LC v RRL & Others 
 EWFC 8
High Court (Family Division)
Re-hearing by Mr Justice Roderick Wood of a mother’s application for the return of four children to Spain under the Hague Convention and BIIR, pursuant to the decisions of the Court of Appeal  EWCA Civ 1058 and the Supreme Court  UKSC 1. Consideration of habitual residence and the “intolerability” defence where a sibling group is to be separated.
The parties had four children, the oldest of whom (L) was 13 at the time of the hearing. The children were born and raised in England, but would fly regularly to Spain to visit the maternal family. By summer 2012 the parties’ relationship had broken down and in July the children flew with the mother to Spain, with the consent of the father. They were enrolled in schools for the new term. By agreement the children visited the father in England for Christmas 2012 and were to return on 5 January 2013. The children refused to return.
After Hague Convention proceedings issued by the mother, Cobb J ordered the summary return of all four children on 23 May 2013, reported at  EWHC 1383. The father appealed to the Court of Appeal, reported at  EWCA Civ 1058, which discharged all orders relating to L and stayed the return orders for the youngest three for consideration of question (2) below at a re-hearing. The Supreme Court, reported at  UKSC 1, remitted a further question (1) for determination at the re-hearing.
Mr Justice Wood heard the case over two days. The detailed background to the proceedings is helpfully set out in a schedule attached to his judgment.
The questions for determination were as follows:
- From the Supreme Court: Were all, or any, of the children habitually resident in Spain on the relevant date (5 January 2013) and what order should be made in respect of the three youngest children?
- From the Court of Appeal: In light of the return order for L being discharged, was there a grave risk that the return of the younger children would expose them to physical or psychological harm or otherwise place them in an intolerable position by virtue of their separation from their older sister (Article 13(b) Hague Convention)?
The judge summarised the law on habitual residence, noting that at first instance Cobb J had not had the benefit of the Supreme Court’s decisions in A v A  UKSC 60, Re KL  UKSC 75, and indeed this case, Re LC.
The latter case had considered, for the first time, the relevance and weight to be attached to the state of mind of a child when considering his place of habitual residence.
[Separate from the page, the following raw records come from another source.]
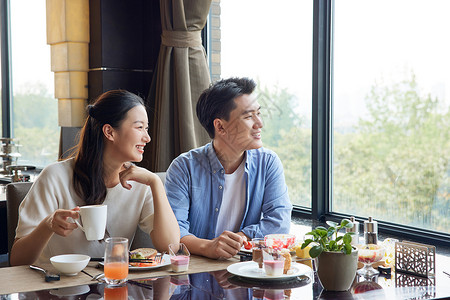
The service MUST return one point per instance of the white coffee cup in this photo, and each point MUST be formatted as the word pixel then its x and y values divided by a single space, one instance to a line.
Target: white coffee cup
pixel 93 218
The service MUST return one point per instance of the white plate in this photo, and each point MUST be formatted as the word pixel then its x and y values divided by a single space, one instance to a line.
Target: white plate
pixel 250 269
pixel 164 262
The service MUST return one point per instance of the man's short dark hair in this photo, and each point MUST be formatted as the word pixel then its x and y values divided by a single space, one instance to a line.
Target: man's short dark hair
pixel 217 101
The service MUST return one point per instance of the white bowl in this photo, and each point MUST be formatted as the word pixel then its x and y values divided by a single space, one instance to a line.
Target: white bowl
pixel 70 264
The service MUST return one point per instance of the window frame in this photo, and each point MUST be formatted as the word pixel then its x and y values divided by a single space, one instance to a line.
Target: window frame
pixel 6 75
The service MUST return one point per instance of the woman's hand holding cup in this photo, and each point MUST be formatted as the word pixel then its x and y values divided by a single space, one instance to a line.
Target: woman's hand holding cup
pixel 59 223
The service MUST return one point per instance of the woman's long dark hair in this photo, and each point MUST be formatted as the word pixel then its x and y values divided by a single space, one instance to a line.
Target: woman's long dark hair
pixel 110 108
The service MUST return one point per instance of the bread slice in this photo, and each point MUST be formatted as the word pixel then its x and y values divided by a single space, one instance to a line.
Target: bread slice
pixel 144 253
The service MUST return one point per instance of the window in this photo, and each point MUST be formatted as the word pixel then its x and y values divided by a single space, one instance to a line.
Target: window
pixel 35 112
pixel 272 44
pixel 391 108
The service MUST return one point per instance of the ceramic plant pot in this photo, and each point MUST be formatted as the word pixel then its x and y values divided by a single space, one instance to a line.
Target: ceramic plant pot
pixel 337 270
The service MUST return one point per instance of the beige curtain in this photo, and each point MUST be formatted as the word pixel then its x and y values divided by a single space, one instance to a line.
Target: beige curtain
pixel 182 73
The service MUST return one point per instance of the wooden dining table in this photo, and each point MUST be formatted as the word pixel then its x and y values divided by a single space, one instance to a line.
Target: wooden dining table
pixel 208 278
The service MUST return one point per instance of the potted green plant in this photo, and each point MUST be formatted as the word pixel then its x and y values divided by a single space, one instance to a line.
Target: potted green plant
pixel 337 259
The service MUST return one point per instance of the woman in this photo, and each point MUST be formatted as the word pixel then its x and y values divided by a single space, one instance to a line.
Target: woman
pixel 100 172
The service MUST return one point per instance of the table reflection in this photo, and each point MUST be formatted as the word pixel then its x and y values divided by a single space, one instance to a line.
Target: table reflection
pixel 223 285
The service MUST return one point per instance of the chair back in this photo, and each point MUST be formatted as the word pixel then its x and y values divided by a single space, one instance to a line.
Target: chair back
pixel 15 192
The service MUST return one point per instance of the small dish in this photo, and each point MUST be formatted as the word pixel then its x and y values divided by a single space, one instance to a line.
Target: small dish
pixel 280 241
pixel 70 264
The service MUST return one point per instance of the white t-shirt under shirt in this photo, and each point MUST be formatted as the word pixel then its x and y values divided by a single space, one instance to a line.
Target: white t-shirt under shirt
pixel 54 190
pixel 233 202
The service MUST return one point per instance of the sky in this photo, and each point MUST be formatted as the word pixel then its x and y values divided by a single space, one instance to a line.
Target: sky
pixel 29 50
pixel 382 40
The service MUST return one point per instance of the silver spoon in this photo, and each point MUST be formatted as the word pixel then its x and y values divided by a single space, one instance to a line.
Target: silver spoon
pixel 48 276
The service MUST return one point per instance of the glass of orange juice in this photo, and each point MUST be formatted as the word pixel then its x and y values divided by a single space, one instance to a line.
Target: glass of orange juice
pixel 116 261
pixel 116 292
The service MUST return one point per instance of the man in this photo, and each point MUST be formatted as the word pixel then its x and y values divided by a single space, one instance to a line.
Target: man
pixel 231 189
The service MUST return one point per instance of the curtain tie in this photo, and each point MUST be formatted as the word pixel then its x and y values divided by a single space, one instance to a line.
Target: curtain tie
pixel 181 39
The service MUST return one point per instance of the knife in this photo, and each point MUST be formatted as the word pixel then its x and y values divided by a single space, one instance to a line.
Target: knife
pixel 48 276
pixel 143 260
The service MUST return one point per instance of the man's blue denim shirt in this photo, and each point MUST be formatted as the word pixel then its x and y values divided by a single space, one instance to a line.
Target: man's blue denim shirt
pixel 194 186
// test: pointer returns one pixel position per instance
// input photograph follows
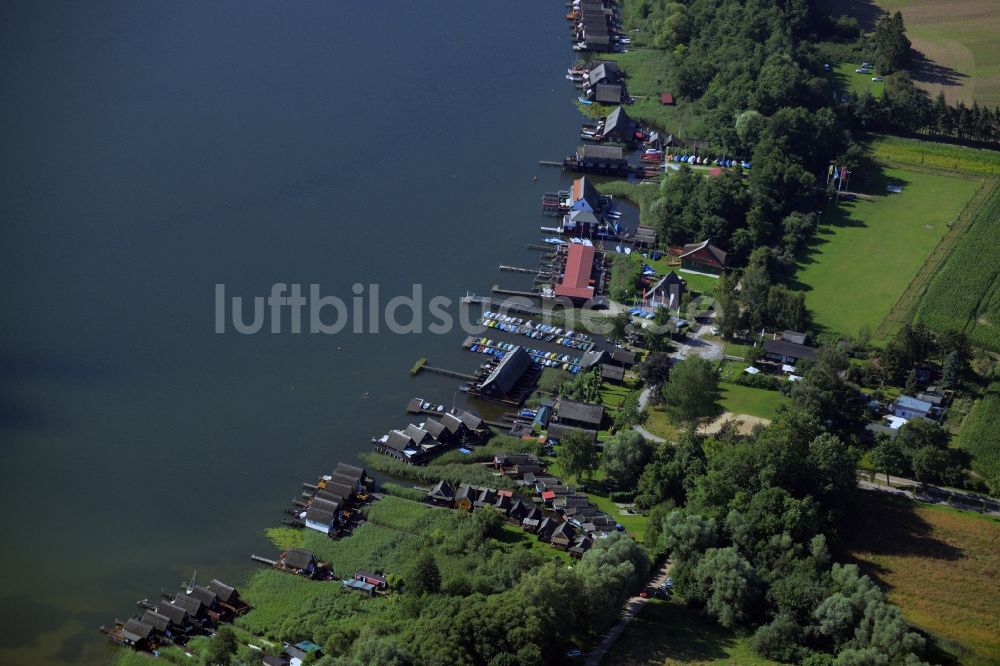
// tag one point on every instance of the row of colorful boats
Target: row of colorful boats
(535, 331)
(547, 359)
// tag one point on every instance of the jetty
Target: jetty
(422, 366)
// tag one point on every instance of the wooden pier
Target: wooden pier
(263, 560)
(421, 365)
(497, 289)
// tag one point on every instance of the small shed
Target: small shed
(360, 586)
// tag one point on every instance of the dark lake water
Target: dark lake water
(152, 150)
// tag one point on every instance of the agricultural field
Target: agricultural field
(868, 250)
(956, 45)
(668, 632)
(965, 292)
(847, 80)
(981, 435)
(940, 566)
(900, 152)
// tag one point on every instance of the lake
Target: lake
(155, 150)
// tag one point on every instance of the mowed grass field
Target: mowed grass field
(940, 566)
(869, 249)
(667, 632)
(847, 80)
(753, 401)
(958, 39)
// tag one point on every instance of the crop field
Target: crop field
(940, 566)
(899, 152)
(868, 250)
(965, 292)
(957, 47)
(981, 434)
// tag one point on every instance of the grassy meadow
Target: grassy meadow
(847, 80)
(940, 566)
(752, 401)
(957, 43)
(868, 250)
(668, 632)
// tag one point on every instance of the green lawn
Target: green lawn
(755, 402)
(667, 632)
(658, 424)
(848, 81)
(868, 250)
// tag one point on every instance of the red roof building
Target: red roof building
(576, 277)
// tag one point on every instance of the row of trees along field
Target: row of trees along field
(747, 523)
(903, 107)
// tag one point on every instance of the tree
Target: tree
(424, 576)
(727, 585)
(892, 47)
(222, 647)
(625, 456)
(628, 413)
(577, 453)
(655, 370)
(952, 371)
(888, 457)
(692, 392)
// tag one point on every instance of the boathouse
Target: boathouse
(786, 352)
(137, 634)
(357, 474)
(585, 197)
(178, 617)
(668, 292)
(320, 519)
(605, 160)
(576, 276)
(192, 604)
(509, 380)
(465, 496)
(703, 258)
(160, 623)
(608, 94)
(605, 71)
(619, 127)
(228, 597)
(581, 223)
(300, 561)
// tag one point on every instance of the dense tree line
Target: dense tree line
(749, 542)
(745, 71)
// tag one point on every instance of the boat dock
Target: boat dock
(421, 365)
(497, 289)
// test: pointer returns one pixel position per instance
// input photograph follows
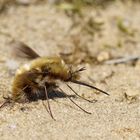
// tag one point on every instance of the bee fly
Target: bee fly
(40, 76)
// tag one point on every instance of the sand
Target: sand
(45, 28)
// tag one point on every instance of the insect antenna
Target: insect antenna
(91, 101)
(87, 85)
(74, 102)
(49, 108)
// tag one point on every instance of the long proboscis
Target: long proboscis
(88, 85)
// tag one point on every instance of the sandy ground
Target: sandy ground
(46, 29)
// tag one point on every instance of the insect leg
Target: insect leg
(91, 101)
(74, 102)
(50, 112)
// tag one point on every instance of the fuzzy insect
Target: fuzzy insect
(38, 77)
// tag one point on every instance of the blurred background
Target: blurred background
(103, 36)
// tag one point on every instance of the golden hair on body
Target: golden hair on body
(35, 79)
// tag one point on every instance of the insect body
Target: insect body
(35, 79)
(38, 72)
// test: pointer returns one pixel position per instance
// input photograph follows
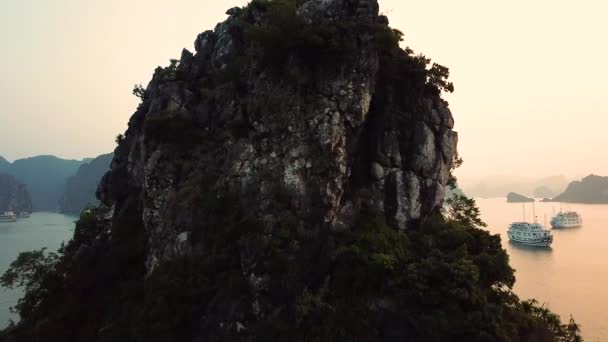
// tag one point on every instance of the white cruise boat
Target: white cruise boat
(8, 216)
(531, 234)
(568, 219)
Looking in detail at the views of the Supreme Court in Re LC [see paragraphs 19 – 26], the judge had to revisit the findings of Cobb J for 3 reasons: (i) there was now a new test for habitual residence; (ii) each child now had party status; and (iii) there was a raft of child-focused new evidence not previously before the court.
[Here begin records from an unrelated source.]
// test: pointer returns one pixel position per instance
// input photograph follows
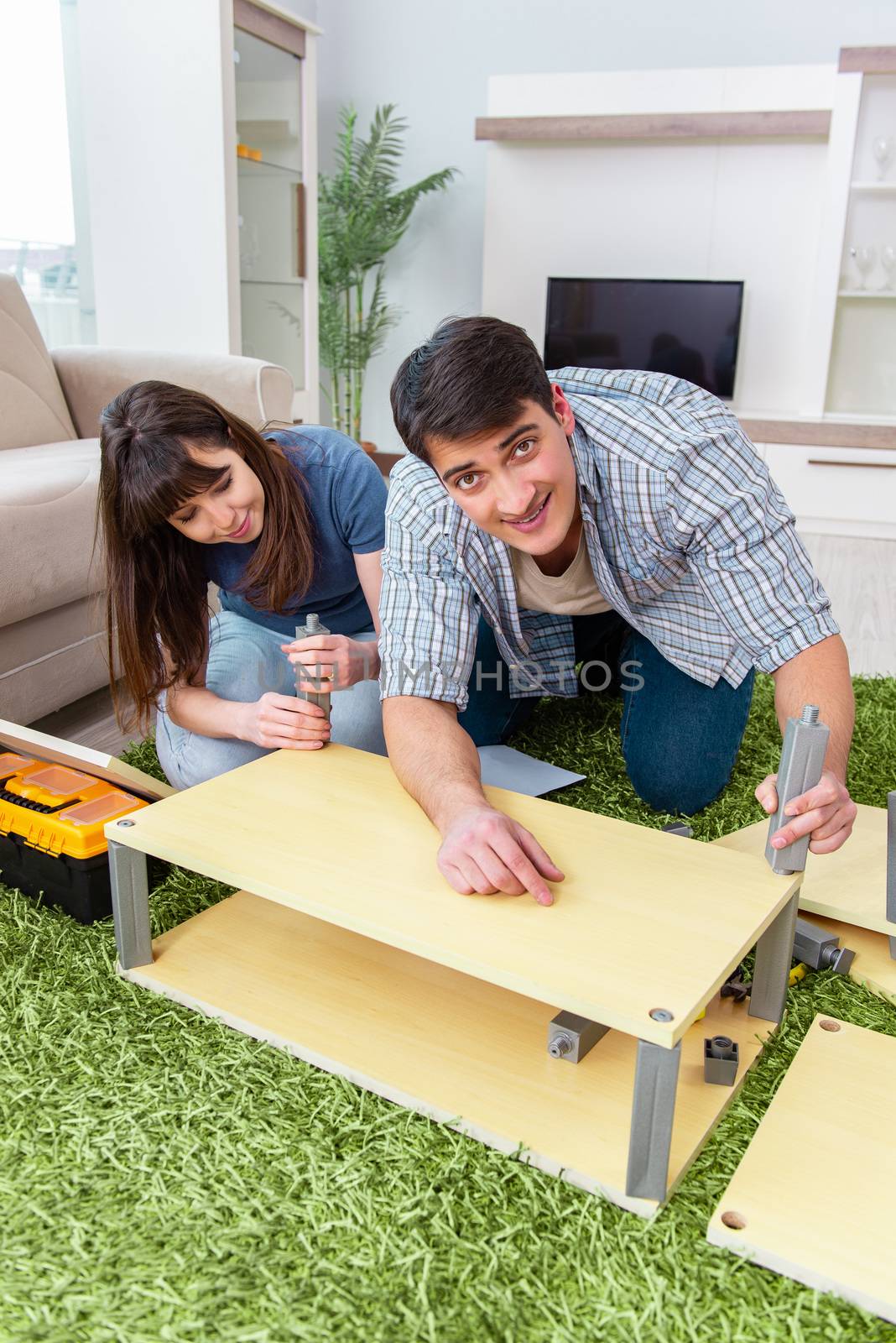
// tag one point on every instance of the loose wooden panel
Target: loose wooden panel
(672, 125)
(820, 433)
(871, 60)
(815, 1194)
(436, 1041)
(642, 920)
(873, 964)
(98, 763)
(851, 884)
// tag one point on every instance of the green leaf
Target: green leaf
(362, 215)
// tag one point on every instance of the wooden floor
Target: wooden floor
(859, 575)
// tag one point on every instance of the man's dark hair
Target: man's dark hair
(471, 376)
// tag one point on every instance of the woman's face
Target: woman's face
(231, 510)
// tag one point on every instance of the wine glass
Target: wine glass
(883, 149)
(866, 259)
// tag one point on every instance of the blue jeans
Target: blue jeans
(679, 738)
(244, 660)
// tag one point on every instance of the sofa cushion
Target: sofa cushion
(34, 409)
(47, 519)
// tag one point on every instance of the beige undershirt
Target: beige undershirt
(571, 593)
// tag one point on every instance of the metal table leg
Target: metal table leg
(656, 1078)
(130, 906)
(774, 953)
(891, 865)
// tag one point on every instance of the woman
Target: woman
(284, 524)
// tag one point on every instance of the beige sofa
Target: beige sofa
(53, 646)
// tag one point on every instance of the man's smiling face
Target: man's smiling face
(517, 483)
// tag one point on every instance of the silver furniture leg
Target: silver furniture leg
(891, 865)
(656, 1078)
(130, 906)
(774, 953)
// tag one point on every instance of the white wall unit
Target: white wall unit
(160, 132)
(837, 490)
(862, 366)
(688, 210)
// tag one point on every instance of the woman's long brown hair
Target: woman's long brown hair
(156, 586)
Wood J [at paragraph 55] made several findings as to the state of mind of the children when they moved to Spain, including the following: they were removed from their English schools without warning; they took few material possessions; there were emails evidencing a desire to come ‘home’; and the mother was ignoring the children’s wishes to benefit her desire to start a new life. Having found the mother’s evidence to be ‘woefully unreliable’, the judge concluded none of the children had been habitually resident in Spain [paragraphs 61 – 68]. Of particular interest to practitioners might be the judge’s reasoning in respect of the youngest child (aged only 4 at the time), basing his conclusion on the unity of the sibling group and the shared experiences of all the children.
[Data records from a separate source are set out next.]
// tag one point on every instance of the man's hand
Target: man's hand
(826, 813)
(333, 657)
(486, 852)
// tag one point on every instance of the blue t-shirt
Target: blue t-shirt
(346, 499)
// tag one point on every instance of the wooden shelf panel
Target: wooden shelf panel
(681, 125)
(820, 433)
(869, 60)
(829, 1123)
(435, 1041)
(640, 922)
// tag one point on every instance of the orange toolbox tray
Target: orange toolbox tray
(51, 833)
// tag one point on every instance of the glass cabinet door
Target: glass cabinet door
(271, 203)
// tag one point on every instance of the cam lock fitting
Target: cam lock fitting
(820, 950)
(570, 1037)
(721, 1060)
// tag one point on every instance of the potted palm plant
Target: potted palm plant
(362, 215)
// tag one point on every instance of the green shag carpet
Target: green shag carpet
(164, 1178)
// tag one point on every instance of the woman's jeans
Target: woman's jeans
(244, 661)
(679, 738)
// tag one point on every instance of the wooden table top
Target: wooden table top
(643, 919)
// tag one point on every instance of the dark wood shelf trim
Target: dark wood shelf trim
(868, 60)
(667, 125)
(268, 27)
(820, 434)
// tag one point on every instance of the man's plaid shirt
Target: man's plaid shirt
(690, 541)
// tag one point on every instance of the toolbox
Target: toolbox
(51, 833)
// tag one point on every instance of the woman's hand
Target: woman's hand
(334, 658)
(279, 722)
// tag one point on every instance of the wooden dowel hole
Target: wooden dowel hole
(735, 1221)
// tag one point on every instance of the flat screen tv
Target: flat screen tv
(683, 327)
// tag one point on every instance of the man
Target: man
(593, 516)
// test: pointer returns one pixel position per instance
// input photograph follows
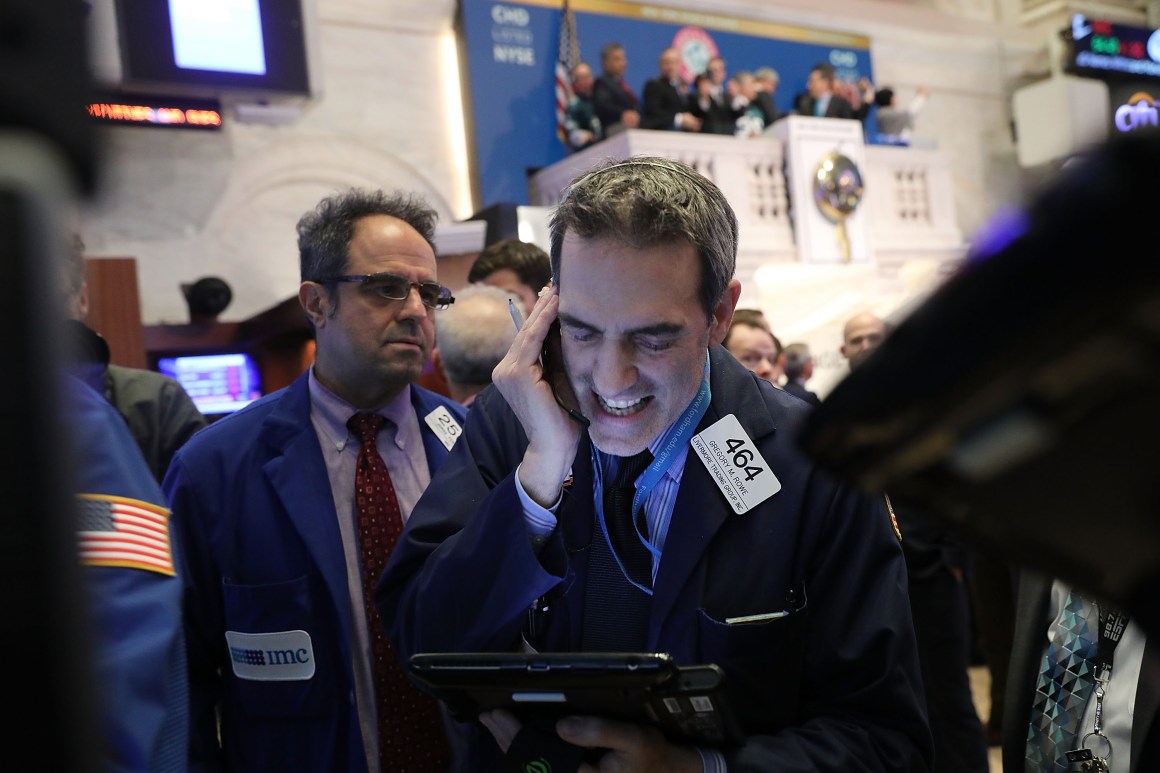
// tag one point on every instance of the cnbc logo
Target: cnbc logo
(1139, 112)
Article 13(b) “Intolerability” defence [paragraphs 81 – 103]
Given the children were not habitually resident in Spain it was not strictly necessary to consider this question. However, the judge did so in the event that he was wrong on habitual residence. He spent some time setting out the current opinions of the children, expressed to the Cafcass Guardian and their legal representatives, about the prospect of separation between L and her three brothers. It was clear to professionals and the judge that they were a close-knit sibling group and separation was ‘almost too painful to comprehend’. In light of all the evidence, the judge was of ‘no doubt’ that the defence under Article 13(b) was made out.
Child’s objections [paragraphs 115 – 124]
Although not asked to consider this question by the Court of Appeal or Supreme Court, the judgement ends with a ‘second look’ at the child objections defence under Article 13, which had failed before Cobb J. It was submitted on behalf of the mother that the judge had no jurisdiction to do so. He disagreed. He accepted that to permit a second look might play into the hands of a manipulative parent engineering delays in the court process, but the Cafcass High Court team were experienced in these matters. Therefore, if there had been a ‘change of circumstances’, the court could reconsider the question. The primary change of circumstance in this case had been the egregious delay between the first hearing and the re-hearing (some 15 months).
Looking at Lady Hale’s decision in Re M  UKHL 55 and considering his previous findings of intolerability and psychological harm, the chances of any court returning a child to such circumstances was nil and the defence was made out.